BACKGROUND: The interactions between pathogen proteins and their hosts allow pathogens to manipulate host cellular mechanisms to their advantage. The identification of host proteins that are targeted by virulent pathogen proteins is crucial to increase our understanding of infection mechanisms and to propose new therapeutics that target pathogens. Understanding the virulence mechanisms of pathogens requires a detailed molecular description of the proteins involved, but acquiring this knowledge is time consuming and prohibitively expensive. Therefore, we develop a statistical method based on hypothesis testing to compare the time series obtained from conversion of the physicochemical characteristics of the amino acids that form the primary structure of proteins and thus to propose potential functional relation between proteins. We called this algorithm the multiple spectral comparison algorithm (MSCA); the MSCA was inspired by the BLASTP tool and was implemented in R code. The algorithm compares and relates multiple time series according to their spectral similarities, and the biological relation between them could be interpreted as either a similar function or protein-protein interaction (PPI). RESULTS: A simulation study showed that the MSCA works satisfactorily well when we compare unequal time series generated from ARMA processes because its power was close to 1. The MSCA presented a 70% average accuracy of detecting protein interactions using a threshold of 0.7 for our spectral measure, indicating that this algorithm could predict novel PPIs and pathogen-host interactions (PHIs) with acceptable confidence. The MSCA also was validated by its identification of well-known interactions of the human proteins MAGI1, SCRIB and JAK1, as well as interactions of the virulence proteins ROP16, ROP18, ROP17 and ROP5. We verified the spectral similarities for human intraspecific PPIs and PHIs that were previously demonstrated experimentally by other authors. We suggest that human GBP (GTPase group induced by interferon) and the CREB transcription factor family could be human substrates for the complex of ROP18, ROP17 and ROP5. CONCLUSIONS: Using multiple-hypothesis testing between the spectral densities of a set of unequal time series, we developed an algorithm that is able to identify the similarities or interactions between a set of proteins.
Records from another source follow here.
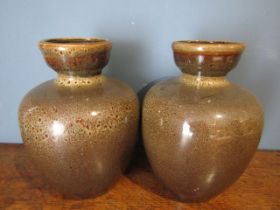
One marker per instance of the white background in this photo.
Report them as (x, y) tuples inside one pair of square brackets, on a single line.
[(142, 32)]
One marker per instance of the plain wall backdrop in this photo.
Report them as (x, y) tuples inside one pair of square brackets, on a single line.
[(142, 32)]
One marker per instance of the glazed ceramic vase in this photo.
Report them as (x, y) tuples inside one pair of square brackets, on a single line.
[(200, 130), (79, 128)]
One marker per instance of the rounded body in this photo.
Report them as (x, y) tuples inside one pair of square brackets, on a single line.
[(200, 134), (80, 130)]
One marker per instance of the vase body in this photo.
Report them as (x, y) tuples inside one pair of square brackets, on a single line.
[(200, 130), (79, 128)]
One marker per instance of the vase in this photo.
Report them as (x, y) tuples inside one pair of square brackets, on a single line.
[(79, 129), (200, 130)]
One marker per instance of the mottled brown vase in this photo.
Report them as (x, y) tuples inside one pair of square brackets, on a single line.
[(200, 130), (80, 127)]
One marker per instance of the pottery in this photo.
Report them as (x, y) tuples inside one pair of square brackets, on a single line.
[(200, 130), (79, 128)]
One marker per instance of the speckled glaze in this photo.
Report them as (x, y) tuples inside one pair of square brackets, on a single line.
[(80, 127), (200, 130)]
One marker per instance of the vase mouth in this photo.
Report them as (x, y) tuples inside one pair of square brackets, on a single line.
[(68, 41), (208, 58), (76, 55), (208, 46)]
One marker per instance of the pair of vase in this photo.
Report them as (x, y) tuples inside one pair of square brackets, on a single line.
[(199, 130)]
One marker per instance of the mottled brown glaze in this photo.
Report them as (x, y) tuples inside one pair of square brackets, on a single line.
[(80, 127), (200, 131)]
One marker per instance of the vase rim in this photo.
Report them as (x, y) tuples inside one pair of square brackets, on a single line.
[(197, 46), (75, 41)]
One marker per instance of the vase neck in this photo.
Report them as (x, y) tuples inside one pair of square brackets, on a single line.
[(203, 81), (82, 57), (77, 81)]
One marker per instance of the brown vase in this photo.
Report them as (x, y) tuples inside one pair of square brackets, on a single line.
[(200, 130), (80, 127)]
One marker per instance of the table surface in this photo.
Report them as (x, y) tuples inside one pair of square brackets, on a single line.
[(21, 187)]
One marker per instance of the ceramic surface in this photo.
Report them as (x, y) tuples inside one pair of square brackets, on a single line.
[(80, 127), (200, 130)]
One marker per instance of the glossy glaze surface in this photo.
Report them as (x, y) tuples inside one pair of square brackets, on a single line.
[(79, 130), (200, 131)]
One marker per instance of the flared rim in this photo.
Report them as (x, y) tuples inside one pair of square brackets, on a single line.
[(197, 46)]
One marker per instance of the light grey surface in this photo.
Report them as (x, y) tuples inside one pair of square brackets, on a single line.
[(141, 32)]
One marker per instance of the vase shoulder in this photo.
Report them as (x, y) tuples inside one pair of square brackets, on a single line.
[(200, 139)]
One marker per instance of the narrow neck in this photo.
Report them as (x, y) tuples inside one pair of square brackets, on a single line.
[(76, 80), (203, 81)]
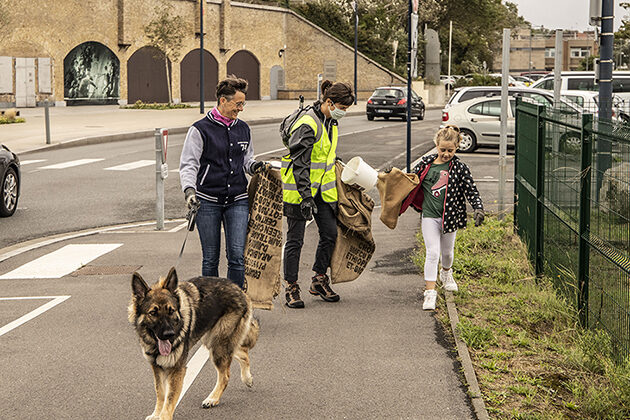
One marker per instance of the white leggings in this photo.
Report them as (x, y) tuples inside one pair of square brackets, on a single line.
[(436, 243)]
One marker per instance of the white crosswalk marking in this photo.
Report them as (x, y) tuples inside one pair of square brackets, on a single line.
[(31, 161), (60, 262), (71, 164), (56, 300), (131, 165)]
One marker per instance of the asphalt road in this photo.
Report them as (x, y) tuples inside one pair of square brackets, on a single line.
[(376, 354), (59, 200)]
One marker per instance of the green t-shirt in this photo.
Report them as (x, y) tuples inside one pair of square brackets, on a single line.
[(434, 187)]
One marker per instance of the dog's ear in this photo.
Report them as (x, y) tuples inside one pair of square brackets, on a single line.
[(171, 280), (139, 286)]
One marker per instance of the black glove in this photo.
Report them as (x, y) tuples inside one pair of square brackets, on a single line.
[(308, 208), (191, 198), (478, 215), (260, 166)]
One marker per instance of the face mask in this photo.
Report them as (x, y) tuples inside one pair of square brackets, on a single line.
[(337, 114)]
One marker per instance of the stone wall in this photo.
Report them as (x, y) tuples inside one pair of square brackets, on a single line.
[(275, 36)]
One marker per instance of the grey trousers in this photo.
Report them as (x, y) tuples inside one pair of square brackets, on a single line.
[(327, 226)]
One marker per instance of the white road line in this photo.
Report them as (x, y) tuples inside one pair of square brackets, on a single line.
[(178, 227), (28, 162), (71, 164), (56, 300), (131, 165), (60, 262), (193, 367)]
Cluster analysis identifies aminoacid compositional features that indicate Toxoplasma gondii adhesin proteins.

Toxoplasma gondii invade host cells using a multi-step process that depends on the regulated secretion of adhesions. To identify key primary sequence features of adhesins in this parasite, we analyze the relative frequency of individual amino acids, their dipeptide frequencies, and the polarity, polarizability and Van der Waals volume of the individual amino acids by using cluster analysis. This method identified cysteine as a key amino acid in the Toxoplasma adhesin group. The best vector algorithm of non-concatenated features was for 2 attributes: the single amino acid relative frequency and the dipeptide frequency. Polarity, polarizability and Van der Waals volume were not good classificatory attributes. Single amino acid attributes clustered unambiguously 67 apicomplexan hypothetical adhesins. This algorithm was also useful for clustering hypothetical Toxoplasma target host receptors. All of the cluster performances had over 70% sensitivity and 80% specificity. Compositional aminoacid data can be useful for improving machine learning-based prediction software when homology and structural data are not sufficient.